For situations where binary UTF-8 (and presumably other UTF-* encodings) cannot be supported, ASCII encoding of unicode characters above code-point 127 should only be done using the system supported by many programming languages today, namely \u escaped UTF-16. In this system, unicode codepoints are mapped to either:

\uHHHH - 4 hex digits which will be the same (possibly 0-filled on the left) as the unicode code-point number expressed in hexadecimal; this applies to unicode codepoints in the range U+0000 - U+FFFF (the 'base multi-lingual plane', BMP);
\uHHHHHHHH - 8 hex digits to encode unicode code-points in the range U+10000 through U+10FFFF (non-BMP planes); the algorithm is described in IETF RFC 2781.

It is not expected that the above approach will be commonly needed, and it may not be needed at all; it is preferable to find ways to ensure that native UTF-8 can be supported, since this reduces the burden for ADL parser and tool implementers. The above guidance is therefore provided only to ensure a standard approach is used for ASCII-encoded unicode, if it becomes unavoidable.

Thus, while the only officially designated encoding for ADL and its constituent syntaxes is UTF-8, real software systems may be more tolerant.

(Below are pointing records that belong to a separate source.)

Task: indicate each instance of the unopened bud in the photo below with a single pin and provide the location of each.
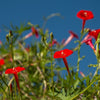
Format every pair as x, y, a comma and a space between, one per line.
51, 36
10, 33
7, 37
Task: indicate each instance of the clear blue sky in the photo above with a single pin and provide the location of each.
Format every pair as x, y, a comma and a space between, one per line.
18, 11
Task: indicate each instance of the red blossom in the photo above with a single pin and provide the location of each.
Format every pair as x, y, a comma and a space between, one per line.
85, 15
72, 35
63, 54
53, 42
34, 31
15, 71
94, 33
89, 42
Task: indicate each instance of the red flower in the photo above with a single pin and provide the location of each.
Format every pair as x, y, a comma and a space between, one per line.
89, 42
2, 62
85, 15
63, 54
53, 42
94, 33
34, 31
15, 71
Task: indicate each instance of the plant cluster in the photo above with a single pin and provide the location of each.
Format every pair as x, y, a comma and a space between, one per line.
32, 71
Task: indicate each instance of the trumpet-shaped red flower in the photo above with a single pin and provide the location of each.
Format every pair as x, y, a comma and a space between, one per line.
15, 71
34, 31
53, 42
72, 35
2, 62
63, 54
94, 33
85, 15
89, 42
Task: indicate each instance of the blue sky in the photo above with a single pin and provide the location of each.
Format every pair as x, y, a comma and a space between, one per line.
19, 11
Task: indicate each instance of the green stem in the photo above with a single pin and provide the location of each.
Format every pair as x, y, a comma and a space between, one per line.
79, 51
12, 53
83, 90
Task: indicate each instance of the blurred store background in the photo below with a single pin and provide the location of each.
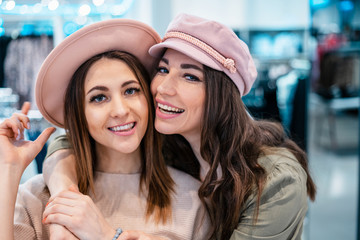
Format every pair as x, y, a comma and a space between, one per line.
307, 55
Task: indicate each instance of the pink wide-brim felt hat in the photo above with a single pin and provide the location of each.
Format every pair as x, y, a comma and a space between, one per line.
212, 44
116, 34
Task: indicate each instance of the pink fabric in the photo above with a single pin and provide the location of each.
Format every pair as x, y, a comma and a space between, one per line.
213, 45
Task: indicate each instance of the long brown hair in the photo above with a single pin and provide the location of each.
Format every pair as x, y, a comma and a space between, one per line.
232, 139
155, 180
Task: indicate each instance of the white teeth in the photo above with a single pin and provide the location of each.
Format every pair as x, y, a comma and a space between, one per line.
167, 109
123, 128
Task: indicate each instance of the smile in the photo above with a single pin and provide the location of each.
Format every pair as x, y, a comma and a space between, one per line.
169, 110
123, 128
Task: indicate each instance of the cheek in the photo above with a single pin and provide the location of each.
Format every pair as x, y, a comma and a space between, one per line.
93, 118
154, 85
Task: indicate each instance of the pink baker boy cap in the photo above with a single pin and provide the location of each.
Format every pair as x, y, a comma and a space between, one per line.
116, 34
211, 44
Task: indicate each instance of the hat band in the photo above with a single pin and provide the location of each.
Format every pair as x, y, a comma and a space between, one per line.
226, 62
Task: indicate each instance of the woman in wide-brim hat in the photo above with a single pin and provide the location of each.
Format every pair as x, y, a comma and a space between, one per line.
95, 84
255, 180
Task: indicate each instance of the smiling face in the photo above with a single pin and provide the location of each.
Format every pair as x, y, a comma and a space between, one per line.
179, 92
116, 109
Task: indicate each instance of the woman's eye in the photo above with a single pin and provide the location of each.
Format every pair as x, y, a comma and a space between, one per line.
192, 78
98, 98
162, 70
132, 91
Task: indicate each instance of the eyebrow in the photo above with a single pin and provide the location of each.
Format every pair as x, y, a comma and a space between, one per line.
184, 65
103, 88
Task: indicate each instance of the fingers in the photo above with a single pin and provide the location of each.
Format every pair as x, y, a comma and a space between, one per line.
14, 126
25, 108
44, 136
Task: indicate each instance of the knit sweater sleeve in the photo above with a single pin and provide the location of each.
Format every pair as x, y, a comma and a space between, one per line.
30, 204
60, 142
283, 203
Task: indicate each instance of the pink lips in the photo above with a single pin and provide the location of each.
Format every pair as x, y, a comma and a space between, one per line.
125, 132
163, 115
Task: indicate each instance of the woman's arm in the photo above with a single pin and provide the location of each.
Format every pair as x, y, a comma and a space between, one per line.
59, 171
15, 155
59, 175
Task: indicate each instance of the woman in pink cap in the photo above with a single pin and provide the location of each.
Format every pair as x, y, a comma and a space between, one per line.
95, 84
255, 180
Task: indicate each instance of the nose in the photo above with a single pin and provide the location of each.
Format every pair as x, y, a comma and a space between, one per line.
164, 85
119, 107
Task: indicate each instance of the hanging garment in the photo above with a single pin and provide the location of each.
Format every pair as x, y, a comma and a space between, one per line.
22, 63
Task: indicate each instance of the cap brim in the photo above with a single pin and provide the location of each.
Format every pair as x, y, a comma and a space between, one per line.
115, 34
186, 48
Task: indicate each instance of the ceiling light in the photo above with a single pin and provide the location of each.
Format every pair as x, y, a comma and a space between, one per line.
98, 2
10, 5
53, 4
84, 10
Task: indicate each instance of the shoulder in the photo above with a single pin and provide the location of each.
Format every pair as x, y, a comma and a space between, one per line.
33, 189
283, 201
282, 168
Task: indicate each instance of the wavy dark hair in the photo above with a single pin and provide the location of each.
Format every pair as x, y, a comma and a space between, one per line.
155, 180
232, 139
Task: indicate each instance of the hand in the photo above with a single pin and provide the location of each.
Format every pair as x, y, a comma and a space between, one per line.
138, 235
14, 150
79, 214
58, 232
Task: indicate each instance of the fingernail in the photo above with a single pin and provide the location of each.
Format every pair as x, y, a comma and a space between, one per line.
18, 135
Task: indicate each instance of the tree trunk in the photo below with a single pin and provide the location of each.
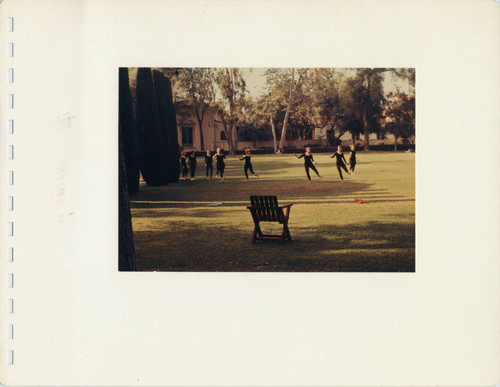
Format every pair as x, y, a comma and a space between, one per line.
152, 152
273, 130
168, 121
128, 132
199, 118
365, 131
287, 114
365, 118
126, 249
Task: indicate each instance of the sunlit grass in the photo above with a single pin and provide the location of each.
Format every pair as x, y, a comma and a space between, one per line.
175, 230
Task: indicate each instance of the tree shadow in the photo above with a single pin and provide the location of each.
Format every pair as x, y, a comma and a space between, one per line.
369, 247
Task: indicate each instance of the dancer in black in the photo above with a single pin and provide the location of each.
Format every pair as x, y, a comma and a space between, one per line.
309, 163
248, 164
219, 159
340, 162
352, 158
184, 165
192, 164
209, 164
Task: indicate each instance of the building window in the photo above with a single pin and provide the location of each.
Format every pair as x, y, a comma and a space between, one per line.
187, 136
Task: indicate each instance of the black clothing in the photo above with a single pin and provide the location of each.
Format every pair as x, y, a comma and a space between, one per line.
209, 165
308, 159
340, 163
308, 163
313, 168
352, 160
248, 165
220, 164
192, 165
183, 166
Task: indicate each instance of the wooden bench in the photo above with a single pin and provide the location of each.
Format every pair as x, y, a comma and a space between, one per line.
266, 209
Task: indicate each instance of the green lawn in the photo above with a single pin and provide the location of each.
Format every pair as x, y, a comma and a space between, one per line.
175, 230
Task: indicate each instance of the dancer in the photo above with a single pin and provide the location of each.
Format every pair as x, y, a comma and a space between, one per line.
248, 164
340, 162
219, 159
352, 158
309, 163
209, 164
192, 164
183, 165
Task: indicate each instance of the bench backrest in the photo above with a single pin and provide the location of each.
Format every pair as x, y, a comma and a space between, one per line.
266, 209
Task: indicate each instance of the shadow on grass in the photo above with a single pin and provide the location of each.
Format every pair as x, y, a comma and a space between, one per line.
188, 246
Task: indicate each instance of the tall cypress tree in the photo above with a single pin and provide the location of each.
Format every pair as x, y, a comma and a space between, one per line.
171, 122
126, 249
151, 143
168, 122
128, 131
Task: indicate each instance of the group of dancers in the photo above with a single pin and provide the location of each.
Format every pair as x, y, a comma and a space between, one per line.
189, 163
309, 162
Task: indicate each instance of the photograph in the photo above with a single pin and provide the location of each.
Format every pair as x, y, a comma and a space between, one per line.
266, 169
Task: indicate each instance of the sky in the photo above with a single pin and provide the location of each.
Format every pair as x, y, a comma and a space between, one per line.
256, 82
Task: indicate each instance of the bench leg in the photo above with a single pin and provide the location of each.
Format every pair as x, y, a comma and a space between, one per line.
256, 231
287, 231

This document therefore specifies that any tool designed to process ADL files need only support UTF-8; supporting other encodings is an optional extra. This could change in the future, if required by the ADL or openEHR user community.

Special Character Sequences

In strings and characters, characters not in the lower ASCII (0-127) range should be UTF-8 encoded, with the exception of quoted single- and double quotes, and some non-printing characters, for which the following customary quoted forms are allowed (but not required):

\r - carriage return
\n - linefeed
\t - tab
\\ - backslash
\" - literal double quote
\' - literal single quote

Any other character combination starting with a backslash is illiegal; to get the effect of a literal backslash, the \\ sequence should always be used.

Typically in a normal string, including multi-line paragraphs as used in ODIN, only \\ and \" are likely to be necessary, since all of the others can be accommodated in their literal forms; the same goes for single characters - only \\ and \' are likely to commonly occur. However, some authors may prefer to use \n and \t to make intended formatting clearer, or to allow for text editors that do not react properly to such characters. Parsers should therefore support the above list.

In regular expressions (only used in cADL string constraints), there will typically be backslashescaped characters from the above list as well as other patterns like \s (whitspace) and \d (decimal digit), according to the PERL regular expression specification. These should not be treated as anything other than literal strings, since they are processed by a regular expression parser.